(Dow Jones) Though a new definition of the noncommercial family office signals status quo for most ultra-wealthy families, it could force some to register as investment advisers like their commercial counterparts.
Under a Securities and Exchange Commission proposal prompted by the Dodd-Frank Wall Street Reform and Consumer Protection Act, the majority of family offices-entities that provide investment and wealth-management services to families with assets of hundreds of millions of dollars-seems likely to escape the potential loss of privacy and added costs associated with registration and ongoing compliance.
For others, though, it could mean choosing between registration and complex workarounds.
Family offices number a few thousand in the U.S. and account for around $1 trillion in assets. Multifamily offices-commercial versions of the family office that number in the hundreds-are generally registered as investment advisors or licensed as trust companies, and most have minimum client portfolio values in the low tens of millions of dollars.
For decades, family offices have been specifically exempt from SEC registration as investment advisors to fewer than 15 clients. With this exclusion removed in Dodd-Frank's desire to regulate hedge funds, the SEC now proposes to exempt firms that don't position themselves as investment advisors to the public, are wholly owned and controlled by family members, and provide advice exclusively to family members (now including stepchildren and former spouses), "certain key employees," charities and trusts established by family members and businesses owned by family members.
Including employees as approved co-investors with the controlling family makes sense to Alois Pirker, research chief for consulting firm Aite Group. "As financial advisors that work for a single-family office are, in effect, employees of the family, the relationship between adviser and client is substantially different from the one at multifamily offices or any other investment-advisory firm," he said. In other words, employee co-investing comes down to letting senior family-office personnel eat what they have cooked.

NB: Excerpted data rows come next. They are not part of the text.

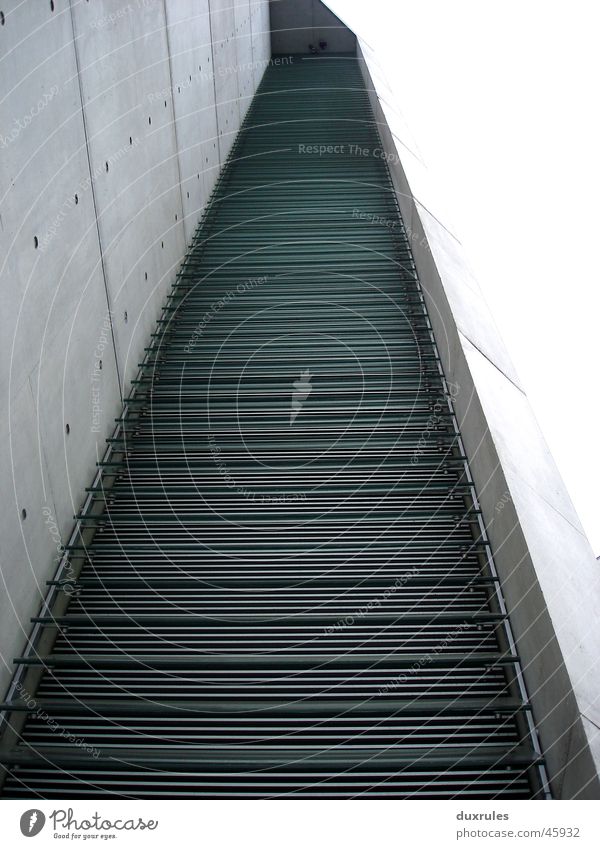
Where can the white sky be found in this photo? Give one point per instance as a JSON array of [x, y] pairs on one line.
[[503, 100]]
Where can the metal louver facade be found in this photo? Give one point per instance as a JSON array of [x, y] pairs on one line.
[[280, 584]]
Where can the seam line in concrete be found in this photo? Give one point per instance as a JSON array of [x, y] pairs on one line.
[[94, 202], [214, 75], [177, 150]]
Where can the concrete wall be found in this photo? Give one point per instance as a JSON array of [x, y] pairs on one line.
[[114, 124], [549, 575]]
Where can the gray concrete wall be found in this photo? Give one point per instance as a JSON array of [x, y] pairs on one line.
[[115, 118], [549, 575]]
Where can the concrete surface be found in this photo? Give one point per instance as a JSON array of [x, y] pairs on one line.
[[128, 85]]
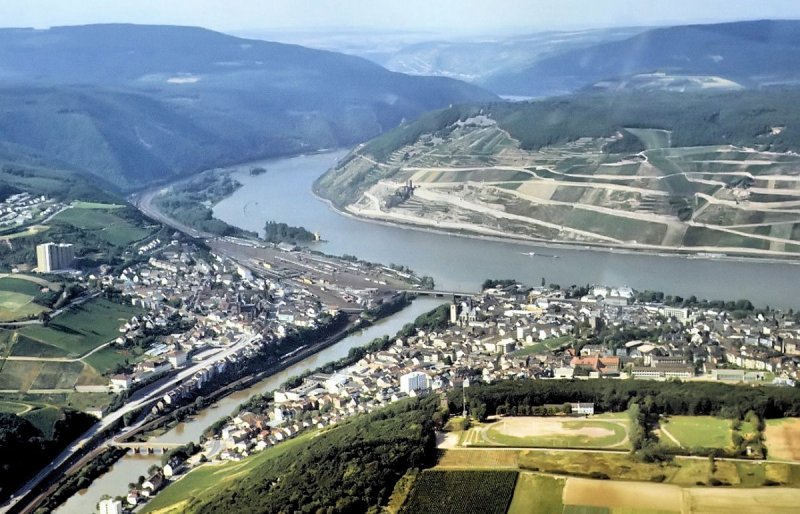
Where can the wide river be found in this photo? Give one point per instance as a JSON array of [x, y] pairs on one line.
[[461, 263], [128, 469], [457, 263]]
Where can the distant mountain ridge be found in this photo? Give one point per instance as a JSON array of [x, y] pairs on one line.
[[135, 104], [752, 53]]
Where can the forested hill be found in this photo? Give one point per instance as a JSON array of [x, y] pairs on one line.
[[135, 104], [695, 119], [763, 119], [750, 53]]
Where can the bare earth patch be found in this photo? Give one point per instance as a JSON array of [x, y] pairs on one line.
[[544, 427], [624, 495]]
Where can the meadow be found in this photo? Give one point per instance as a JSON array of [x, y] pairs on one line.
[[84, 327], [783, 439], [551, 432], [697, 431], [104, 223]]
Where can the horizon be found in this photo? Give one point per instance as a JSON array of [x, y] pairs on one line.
[[412, 17]]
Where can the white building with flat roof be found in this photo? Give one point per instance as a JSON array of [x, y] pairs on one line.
[[53, 257], [414, 381], [110, 506]]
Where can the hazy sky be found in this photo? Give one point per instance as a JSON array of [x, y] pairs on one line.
[[443, 16]]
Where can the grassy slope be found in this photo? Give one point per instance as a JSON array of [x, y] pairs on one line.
[[84, 327], [699, 431]]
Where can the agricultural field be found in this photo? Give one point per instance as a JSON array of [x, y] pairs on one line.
[[682, 471], [537, 493], [12, 407], [696, 432], [783, 439], [175, 497], [551, 432], [82, 328], [16, 298], [477, 178], [102, 221], [43, 375], [461, 492], [634, 487]]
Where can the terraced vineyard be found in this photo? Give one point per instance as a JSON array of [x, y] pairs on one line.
[[474, 176]]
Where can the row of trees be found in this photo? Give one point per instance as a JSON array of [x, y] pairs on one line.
[[24, 448], [350, 469], [679, 398]]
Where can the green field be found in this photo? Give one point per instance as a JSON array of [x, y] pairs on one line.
[[106, 359], [198, 483], [83, 328], [44, 419], [27, 347], [28, 231], [17, 306], [537, 493], [461, 492], [698, 431], [551, 432], [96, 205], [58, 375], [104, 223], [19, 285], [19, 375], [544, 346], [13, 407], [26, 375]]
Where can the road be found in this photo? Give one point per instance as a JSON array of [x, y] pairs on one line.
[[141, 398], [144, 202]]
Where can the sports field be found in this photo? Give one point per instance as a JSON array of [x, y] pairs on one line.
[[696, 431], [551, 432]]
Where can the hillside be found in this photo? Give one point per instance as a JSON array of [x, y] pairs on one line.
[[661, 171], [351, 467], [752, 53], [140, 104], [477, 61]]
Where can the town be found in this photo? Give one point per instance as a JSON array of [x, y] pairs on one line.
[[510, 331]]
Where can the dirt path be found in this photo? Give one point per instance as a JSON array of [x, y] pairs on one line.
[[670, 436]]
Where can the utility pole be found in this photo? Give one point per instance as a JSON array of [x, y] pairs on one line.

Prior to this clarification, family-office attorney Karen Yates, a partner at law firm Withers Bergman LLP, saw employee co-investing as a potential trigger for SEC registration under Dodd-Frank.
Though it clears up the co-investing conundrum, the SEC proposal presents new challenges.
Thomas Handler, head of law firm Handler Thayer LLP's family-office practice, noted that families with operating businesses sometimes employ people for the business and for the family-office. If viewed as employees primarily of businesses that aren't wholly owned by the family, their status as co-investors could force the family office to register under the new definition.
"I'm talking about businesses that are 80%, 90% owned by the family," said Handler.